Is he blatantly lying, Fay wondered. Or does he seriously believe this bullshit?
Or are we, Joe Powys and I, grossly, insultingly, libelously wrong about everything?
But almost as soon as she thought this, she began to feel very strongly that they were not wrong.
It was ten minutes past nine, the chamber lit by wrought-iron electric chandeliers, and she just knew there was going to be a power cut within the next half hour.
'Come in, Joe,' Jean Wendle said. 'I fear we shall be losing our electricity supply before too long.'
How do you know that?'
Carrying Arnold, he followed her down the hall and into her living-room, where a pleasant Victorian lamp with a pale-blue shade burned expensive aromatic oil.
'There's a sequence,' Jean said, perching birdlike on a chair-arm. Tea?'
'No time, thanks.

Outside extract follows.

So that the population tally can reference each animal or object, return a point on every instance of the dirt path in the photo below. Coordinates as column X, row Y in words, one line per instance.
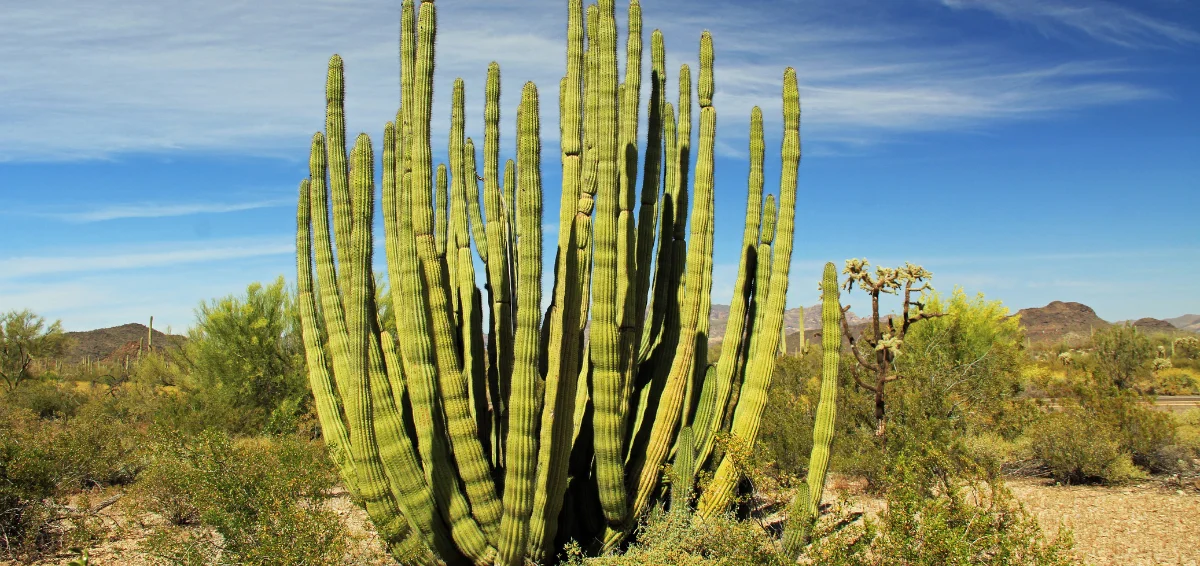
column 1134, row 525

What's the sequence?'
'Well, temperature fluctuation, to begin with. Either a drop or a raising of the temperature. Coupled with a kind of tightening of the air pressure that you come to recognize. Y'see, these new trip mechanisms or whatever they use do seem to be rather more vulnerable to it than the old system. Or so it seems to me.'
Jean crossed her legs neatly. She was wearing purple velour trousers and white moccasins. 'No time, eh? My.'
He put Arnold down. 'When you say "it" . . . ?'
'It? Oh, we could be talking about anything, from the geological formation - did you know there's a fault line running through mid Wales and right along the border here, there've been several minor but significant earthquakes in recent years, there's the geology, to start with . . .'
'Jean,' Powys said, 'we're in a lot of trouble.'
'Aye,' Jean Wendle said, 'I know.'
'So let's not talk about temperature fluctuations or rock strata, let's talk about Michael Wort.'
'What about him?'
Powys sat down, gathered his thoughts and then spent three minutes telling her, in as flat and factual a way as he could manage, his and Fay's conclusions. Ending with the shadow of Black Michael falling over Crybbe, whatever remained of his earthly power centres fused with the town's, the exchange of dark energy.